Why, I asked. Why would you want to see the Grand Canyon – it’s just a massive hole in the ground. That said, I did take that detour to see meteor crater, so that in itself makes me a bit of a hypocrite. And I hadn’t been to the Grand Canyon since the early 1990s and back then, when I looked over the edge it was impressive, yes. But I’ve been more impressed by smaller stuff.
On the website, the tour looked amazing. Ah the power of advertising and advertorials. Collected from hotel in Vegas, bussed to airport to catch a plane, then a helicopter, then rafting down the Colorado River, then lunch with the Indians and then back to the hotel via plane and bus. A little over seven hours in total. What wasn’t to like? If you’re going to do something, I say, do it in style.
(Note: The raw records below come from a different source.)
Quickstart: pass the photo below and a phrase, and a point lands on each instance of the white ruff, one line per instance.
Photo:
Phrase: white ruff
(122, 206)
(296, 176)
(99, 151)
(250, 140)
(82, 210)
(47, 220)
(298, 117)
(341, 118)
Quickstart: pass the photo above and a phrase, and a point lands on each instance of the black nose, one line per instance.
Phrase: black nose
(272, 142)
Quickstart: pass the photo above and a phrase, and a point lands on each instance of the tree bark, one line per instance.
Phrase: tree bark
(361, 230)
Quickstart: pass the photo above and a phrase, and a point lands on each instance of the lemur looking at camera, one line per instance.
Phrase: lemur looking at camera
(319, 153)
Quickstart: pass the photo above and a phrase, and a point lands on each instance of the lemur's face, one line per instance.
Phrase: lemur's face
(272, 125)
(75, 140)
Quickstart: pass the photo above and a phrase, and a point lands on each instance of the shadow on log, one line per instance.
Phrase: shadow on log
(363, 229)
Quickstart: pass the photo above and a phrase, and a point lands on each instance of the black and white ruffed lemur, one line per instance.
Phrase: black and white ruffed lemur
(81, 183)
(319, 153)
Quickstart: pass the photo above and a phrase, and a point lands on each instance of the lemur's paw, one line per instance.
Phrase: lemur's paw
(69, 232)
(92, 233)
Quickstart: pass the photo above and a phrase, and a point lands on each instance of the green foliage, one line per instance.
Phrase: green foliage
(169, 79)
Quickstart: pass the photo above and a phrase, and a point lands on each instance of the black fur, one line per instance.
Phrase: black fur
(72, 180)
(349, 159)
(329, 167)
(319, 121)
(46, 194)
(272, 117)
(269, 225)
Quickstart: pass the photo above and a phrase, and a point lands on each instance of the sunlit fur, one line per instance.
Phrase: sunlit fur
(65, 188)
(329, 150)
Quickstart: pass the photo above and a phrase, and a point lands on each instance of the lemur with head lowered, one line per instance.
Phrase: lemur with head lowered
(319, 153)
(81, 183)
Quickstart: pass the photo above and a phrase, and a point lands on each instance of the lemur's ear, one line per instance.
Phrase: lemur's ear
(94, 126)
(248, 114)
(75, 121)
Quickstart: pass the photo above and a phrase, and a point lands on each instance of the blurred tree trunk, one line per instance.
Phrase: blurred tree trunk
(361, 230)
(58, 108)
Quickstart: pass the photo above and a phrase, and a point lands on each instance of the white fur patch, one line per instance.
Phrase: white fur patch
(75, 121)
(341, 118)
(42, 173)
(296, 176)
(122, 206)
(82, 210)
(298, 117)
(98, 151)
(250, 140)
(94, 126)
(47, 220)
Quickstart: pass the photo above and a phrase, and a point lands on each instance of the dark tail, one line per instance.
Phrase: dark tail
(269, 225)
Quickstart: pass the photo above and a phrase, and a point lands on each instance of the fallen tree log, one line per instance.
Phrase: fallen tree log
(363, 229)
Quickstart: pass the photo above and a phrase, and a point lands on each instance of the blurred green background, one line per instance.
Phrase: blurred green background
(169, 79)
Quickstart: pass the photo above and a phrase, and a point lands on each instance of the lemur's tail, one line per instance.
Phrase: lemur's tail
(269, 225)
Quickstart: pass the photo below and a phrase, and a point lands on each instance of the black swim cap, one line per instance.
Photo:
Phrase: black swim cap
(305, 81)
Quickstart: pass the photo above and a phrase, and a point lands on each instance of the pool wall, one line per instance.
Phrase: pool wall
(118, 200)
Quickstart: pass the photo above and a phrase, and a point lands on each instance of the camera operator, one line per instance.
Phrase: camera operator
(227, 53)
That I was on the wrong side of the plane going out and didn’t see the Hoover Dam was a tad upsetting and no one’s fault but my own. We were weighed and seated according to weight. That the helicopter ride took all of ten minutes (at a stretch) was a little disappointing. That the rafting was more like a sedate float down the river without shade in 117 degree weather was a trifle discomfiting. That the lunch was bagged salad, frozen veg, packet mash, and a piece of chicken was torturous. All in all, having been picked up at 6.30 am, we’d done it all by 10.30 and didn’t get back to the hotel until after 3. Tired, cranky, and feeling more than a little cheated.
On reflection – was the tour worth it? Absolutely not. Next time (and I’d go again to this huge hole in the ground) I’d drive. And take my time. And pack my own lunch. I’d do the helicopter thing again – but for longer – and only that. Mind you, there were so many choppers in the sky it is a wonder more accidents don’t happen. Apparently someone falls into it every 2-3 months and in a country where Health and Safety are king and queen, there wasn’t a railing in sight. Great for the natural look, I say. Not so great for human stupidity. But the view the from air was magnificent.
The canyon is 4 to 18 miles wide (6 – 28km) and is 277 river miles long (445km). In places it’s half a kilometre deep. It’s tilted – the northern rim is 1200 ft higher than the southern rim. It took the Colorado River 3-6 million years to carve it out (there’s patience for you!) Over 800 million gallons of water flow through it each day.
I listened to the facts being recited, by rote, both on the recorded spiel on the plane and by the boat guy, and then looked at those walls and wondered at the power of nature. How could we ever think, as mere mortals, that we could tame her?
I’ve spent many an afternoon on the flat of my back on the grass looking up at the clouds in the sky, fancying that I see a pig or a boat or a slice of pizza. I like to do the same with rocks and boulders, and when in South Africa a couple of years ago, I became all too familiar with the Lion Rock and how deceptive nature’s shapes and shadows can be. So the highlight for me was Eagle Point and the fantastic natural shape of the rock. That made it all worth while.
The outdoor exhibition of various Indian huts was interesting enough. But my heart went out to the trio who were dancing a tribal dance to an empty amphitheatre. Somewhere along the line, the lines between tourism and taste were crossed. There’s a lot to be said for knowing your audience. And while I would like very much to take part in a real Indian dance night, this was just a tad too twee, even for me.
And yet, had I been there sans the masses, and had I the quiet and the solitude all to myself and a few crows, it would have been quite special. But that’s the Catch 22, isn’t it. Discover and share – or keep to yourself and enjoy.